To accommodate these lighter voices, Karajan tries to keep the orchestra on a tight rein when either is singing. Verdi’s writing often precludes such an approach. The consequence can be heard as early as Carreras’s singing of Radames’s Celeste Aida (CD 1 tr. 3) when at the climactic top he is seriously stretched with the voice becoming unsteady. In the more lyrical sections he is far better, but again in act 3, when Radames realises he has revealed the state secret of the route the army will take, his lack of heft is evident (CD 3 tr.10). Freni copes somewhat better at the start of Ritorna vincitor (CD 1 tr. 9) colouring her tone and using chest voice to declaim the phrase. However, as the aria progresses, and challenged by Karajan’s slow tempi, her tone lightens to the point of thinness and loss of body in a manner that does not afflict Tebaldi or Price in their recordings. A similar problem occurs for Freni with the pressured high note in the middle of O patria mia (CD 3 tr. 4) and where again Karajan’s slow tempi doesn’t help his soprano. Of the other soloists Baltsa scores highest with good-toned and characterised singing as Amneris who ably invests the Trial scene with the inherent drama Verdi envisaged (CD 3 trs 11-15). As Amonasro, Aida’s scheming father, Pierro Cappuccilli gives a full-toned and dramatic account. Raimondi as Ramfis is sonorous in his middle voice but has to stretch for his lower notes.

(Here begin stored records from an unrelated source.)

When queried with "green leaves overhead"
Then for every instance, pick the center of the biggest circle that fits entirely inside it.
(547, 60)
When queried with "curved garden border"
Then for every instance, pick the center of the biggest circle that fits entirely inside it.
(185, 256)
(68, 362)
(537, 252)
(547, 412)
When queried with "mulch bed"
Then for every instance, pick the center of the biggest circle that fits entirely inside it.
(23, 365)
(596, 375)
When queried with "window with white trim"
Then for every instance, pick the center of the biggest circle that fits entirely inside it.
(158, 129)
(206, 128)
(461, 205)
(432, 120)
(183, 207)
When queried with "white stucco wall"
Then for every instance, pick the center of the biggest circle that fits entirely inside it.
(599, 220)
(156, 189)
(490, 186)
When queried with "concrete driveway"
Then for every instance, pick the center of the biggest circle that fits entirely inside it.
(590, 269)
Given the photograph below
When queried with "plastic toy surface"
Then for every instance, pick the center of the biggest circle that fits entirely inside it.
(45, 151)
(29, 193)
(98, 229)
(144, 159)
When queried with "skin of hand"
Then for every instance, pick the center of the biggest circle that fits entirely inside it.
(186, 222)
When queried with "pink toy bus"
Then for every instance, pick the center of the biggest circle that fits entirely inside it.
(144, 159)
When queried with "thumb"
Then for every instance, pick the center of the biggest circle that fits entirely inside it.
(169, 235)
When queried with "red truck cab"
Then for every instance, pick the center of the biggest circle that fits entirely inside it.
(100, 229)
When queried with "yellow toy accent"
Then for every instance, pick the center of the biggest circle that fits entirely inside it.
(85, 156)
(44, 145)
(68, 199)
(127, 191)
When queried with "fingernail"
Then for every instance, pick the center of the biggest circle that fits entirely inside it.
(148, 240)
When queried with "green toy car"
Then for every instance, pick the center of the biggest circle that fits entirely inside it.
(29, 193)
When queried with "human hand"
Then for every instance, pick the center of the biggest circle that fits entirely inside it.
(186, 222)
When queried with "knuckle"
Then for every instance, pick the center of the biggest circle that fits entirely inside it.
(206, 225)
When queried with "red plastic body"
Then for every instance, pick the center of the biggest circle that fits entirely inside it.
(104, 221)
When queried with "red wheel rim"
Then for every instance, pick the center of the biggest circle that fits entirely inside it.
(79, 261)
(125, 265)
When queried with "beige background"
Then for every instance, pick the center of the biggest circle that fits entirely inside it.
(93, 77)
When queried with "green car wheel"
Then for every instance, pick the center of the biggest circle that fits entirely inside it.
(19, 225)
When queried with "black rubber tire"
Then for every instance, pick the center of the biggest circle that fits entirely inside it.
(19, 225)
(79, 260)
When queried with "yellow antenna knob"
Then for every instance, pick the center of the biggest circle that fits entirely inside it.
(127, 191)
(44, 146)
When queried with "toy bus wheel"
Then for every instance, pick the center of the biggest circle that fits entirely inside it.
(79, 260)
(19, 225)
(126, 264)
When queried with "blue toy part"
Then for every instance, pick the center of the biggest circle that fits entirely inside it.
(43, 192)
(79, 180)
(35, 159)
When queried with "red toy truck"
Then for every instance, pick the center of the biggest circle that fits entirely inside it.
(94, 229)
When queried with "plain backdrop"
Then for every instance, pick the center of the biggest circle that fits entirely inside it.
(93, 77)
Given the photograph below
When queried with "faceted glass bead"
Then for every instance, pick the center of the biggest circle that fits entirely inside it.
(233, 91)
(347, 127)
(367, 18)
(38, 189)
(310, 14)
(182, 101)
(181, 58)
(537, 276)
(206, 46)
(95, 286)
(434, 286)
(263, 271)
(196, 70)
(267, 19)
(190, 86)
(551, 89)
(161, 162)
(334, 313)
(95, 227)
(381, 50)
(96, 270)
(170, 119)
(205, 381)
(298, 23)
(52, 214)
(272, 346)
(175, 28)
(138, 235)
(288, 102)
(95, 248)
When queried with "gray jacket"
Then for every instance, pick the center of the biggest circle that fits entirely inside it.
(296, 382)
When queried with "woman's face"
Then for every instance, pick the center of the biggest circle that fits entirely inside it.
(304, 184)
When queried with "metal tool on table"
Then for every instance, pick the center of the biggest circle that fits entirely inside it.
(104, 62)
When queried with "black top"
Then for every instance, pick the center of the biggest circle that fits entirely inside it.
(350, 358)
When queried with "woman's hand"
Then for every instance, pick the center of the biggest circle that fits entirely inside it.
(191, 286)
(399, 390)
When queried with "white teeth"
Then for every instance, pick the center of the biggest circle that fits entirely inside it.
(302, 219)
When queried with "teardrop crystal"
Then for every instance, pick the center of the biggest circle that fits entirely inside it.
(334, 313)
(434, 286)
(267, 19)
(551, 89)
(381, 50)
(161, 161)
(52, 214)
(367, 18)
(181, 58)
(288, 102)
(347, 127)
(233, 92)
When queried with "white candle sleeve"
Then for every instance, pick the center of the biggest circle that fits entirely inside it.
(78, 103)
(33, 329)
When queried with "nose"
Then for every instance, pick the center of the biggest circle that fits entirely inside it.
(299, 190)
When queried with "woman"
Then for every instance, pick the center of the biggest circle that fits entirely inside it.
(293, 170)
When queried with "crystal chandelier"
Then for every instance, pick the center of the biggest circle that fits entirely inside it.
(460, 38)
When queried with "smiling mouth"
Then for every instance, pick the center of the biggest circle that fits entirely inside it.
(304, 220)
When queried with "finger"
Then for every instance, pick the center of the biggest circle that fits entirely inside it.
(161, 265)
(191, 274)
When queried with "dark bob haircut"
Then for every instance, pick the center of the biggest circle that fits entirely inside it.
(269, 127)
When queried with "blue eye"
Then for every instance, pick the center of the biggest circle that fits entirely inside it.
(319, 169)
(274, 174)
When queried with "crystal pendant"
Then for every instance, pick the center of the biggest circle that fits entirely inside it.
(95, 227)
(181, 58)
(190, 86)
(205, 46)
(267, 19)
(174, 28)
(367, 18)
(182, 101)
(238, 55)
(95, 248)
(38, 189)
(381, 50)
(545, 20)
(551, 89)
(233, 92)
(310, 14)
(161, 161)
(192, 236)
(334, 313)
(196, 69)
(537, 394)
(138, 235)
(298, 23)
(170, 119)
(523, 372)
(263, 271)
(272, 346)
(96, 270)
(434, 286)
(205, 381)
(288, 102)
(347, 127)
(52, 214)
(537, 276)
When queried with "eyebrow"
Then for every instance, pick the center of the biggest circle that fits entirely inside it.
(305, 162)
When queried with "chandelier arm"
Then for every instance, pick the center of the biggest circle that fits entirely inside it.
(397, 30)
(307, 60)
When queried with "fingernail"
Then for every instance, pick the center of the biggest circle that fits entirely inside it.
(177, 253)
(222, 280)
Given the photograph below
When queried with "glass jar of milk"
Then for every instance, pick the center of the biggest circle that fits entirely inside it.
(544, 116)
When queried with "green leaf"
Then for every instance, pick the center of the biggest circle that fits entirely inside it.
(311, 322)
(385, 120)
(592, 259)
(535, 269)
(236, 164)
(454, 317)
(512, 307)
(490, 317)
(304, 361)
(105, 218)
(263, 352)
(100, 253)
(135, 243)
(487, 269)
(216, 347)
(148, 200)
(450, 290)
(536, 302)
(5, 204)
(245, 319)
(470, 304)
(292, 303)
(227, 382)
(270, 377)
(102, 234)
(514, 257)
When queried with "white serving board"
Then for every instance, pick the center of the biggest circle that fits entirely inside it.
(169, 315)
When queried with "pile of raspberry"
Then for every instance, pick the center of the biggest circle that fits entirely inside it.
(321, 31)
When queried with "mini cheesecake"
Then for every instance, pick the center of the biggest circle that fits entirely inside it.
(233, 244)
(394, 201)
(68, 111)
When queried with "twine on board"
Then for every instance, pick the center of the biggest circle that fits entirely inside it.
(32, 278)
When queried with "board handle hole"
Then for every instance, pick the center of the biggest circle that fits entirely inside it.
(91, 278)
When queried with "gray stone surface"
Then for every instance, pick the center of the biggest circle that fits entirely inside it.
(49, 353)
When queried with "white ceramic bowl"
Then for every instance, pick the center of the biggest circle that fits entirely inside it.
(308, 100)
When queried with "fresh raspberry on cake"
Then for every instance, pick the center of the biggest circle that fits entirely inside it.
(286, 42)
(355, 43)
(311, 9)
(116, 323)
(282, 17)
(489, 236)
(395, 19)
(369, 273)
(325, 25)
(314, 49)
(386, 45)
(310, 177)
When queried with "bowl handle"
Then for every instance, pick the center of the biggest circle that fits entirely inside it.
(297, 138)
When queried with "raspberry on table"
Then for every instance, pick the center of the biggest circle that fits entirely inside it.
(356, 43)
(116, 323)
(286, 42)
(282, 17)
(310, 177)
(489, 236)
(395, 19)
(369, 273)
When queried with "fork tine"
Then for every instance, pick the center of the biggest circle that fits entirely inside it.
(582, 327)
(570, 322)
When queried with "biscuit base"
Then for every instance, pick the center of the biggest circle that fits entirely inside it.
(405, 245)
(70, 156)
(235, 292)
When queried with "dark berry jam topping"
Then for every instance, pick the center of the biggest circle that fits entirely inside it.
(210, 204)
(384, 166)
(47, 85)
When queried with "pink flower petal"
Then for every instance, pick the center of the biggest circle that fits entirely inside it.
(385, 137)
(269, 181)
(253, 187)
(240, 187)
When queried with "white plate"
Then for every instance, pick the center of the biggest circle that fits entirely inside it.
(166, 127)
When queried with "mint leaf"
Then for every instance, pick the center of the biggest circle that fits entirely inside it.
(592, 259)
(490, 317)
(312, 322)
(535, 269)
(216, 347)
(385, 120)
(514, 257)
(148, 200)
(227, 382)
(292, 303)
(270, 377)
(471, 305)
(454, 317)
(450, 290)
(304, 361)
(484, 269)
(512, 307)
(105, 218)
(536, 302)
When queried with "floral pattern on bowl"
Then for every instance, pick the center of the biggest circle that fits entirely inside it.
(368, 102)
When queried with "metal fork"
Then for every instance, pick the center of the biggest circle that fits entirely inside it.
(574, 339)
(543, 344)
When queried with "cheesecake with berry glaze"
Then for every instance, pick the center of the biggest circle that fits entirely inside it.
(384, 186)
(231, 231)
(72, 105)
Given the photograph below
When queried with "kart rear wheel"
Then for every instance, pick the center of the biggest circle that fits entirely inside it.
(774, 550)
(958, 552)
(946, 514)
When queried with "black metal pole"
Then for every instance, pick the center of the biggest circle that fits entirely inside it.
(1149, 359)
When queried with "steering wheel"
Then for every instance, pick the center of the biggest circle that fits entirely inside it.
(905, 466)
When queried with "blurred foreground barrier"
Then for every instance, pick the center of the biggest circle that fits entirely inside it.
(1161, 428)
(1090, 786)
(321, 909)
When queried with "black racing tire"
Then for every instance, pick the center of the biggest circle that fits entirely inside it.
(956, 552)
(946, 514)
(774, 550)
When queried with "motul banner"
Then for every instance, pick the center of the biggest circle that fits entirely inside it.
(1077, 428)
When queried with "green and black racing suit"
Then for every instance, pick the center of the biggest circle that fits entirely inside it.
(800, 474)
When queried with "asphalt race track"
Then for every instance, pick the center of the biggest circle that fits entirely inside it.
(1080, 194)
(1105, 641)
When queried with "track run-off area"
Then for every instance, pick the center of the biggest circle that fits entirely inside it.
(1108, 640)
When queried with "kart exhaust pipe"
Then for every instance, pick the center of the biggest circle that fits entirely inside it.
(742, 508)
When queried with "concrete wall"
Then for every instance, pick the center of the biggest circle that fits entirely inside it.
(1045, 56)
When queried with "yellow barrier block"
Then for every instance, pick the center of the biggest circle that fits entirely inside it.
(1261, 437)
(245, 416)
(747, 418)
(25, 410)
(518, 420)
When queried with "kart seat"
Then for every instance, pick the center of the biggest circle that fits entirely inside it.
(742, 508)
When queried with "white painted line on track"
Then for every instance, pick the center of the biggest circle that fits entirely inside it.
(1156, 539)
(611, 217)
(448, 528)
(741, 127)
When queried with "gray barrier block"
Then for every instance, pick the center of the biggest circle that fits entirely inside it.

Van Dam is a light-toned King. The acoustic has lots of presence and with Karajan giving the pageantry the full dynamic range there are viscerally exciting moments. Whether the conductor’s variations of tempi and dynamic are what Verdi intended is another matter.
 
Although this recording post-dated EMI’s 1974 recording of Aida, with Montserrat Caballé alongside Placido Domingo as the lovers (see review), it preceded it onto a mid-price re-issue by more than a decade. When it did so it was in the usual jewel-case complete with libretto and translation. The present, and latest, lower-priced format has the CDs in cardboard slipcases within a neat folding box and with a modernist representation of an Egyptian scene on the front. As well as a full track-listing the enclosed leaflet has an introductory essay and track-related synopsis in French, German and English. A full libretto and translations are available at EMI's Classic Opera website.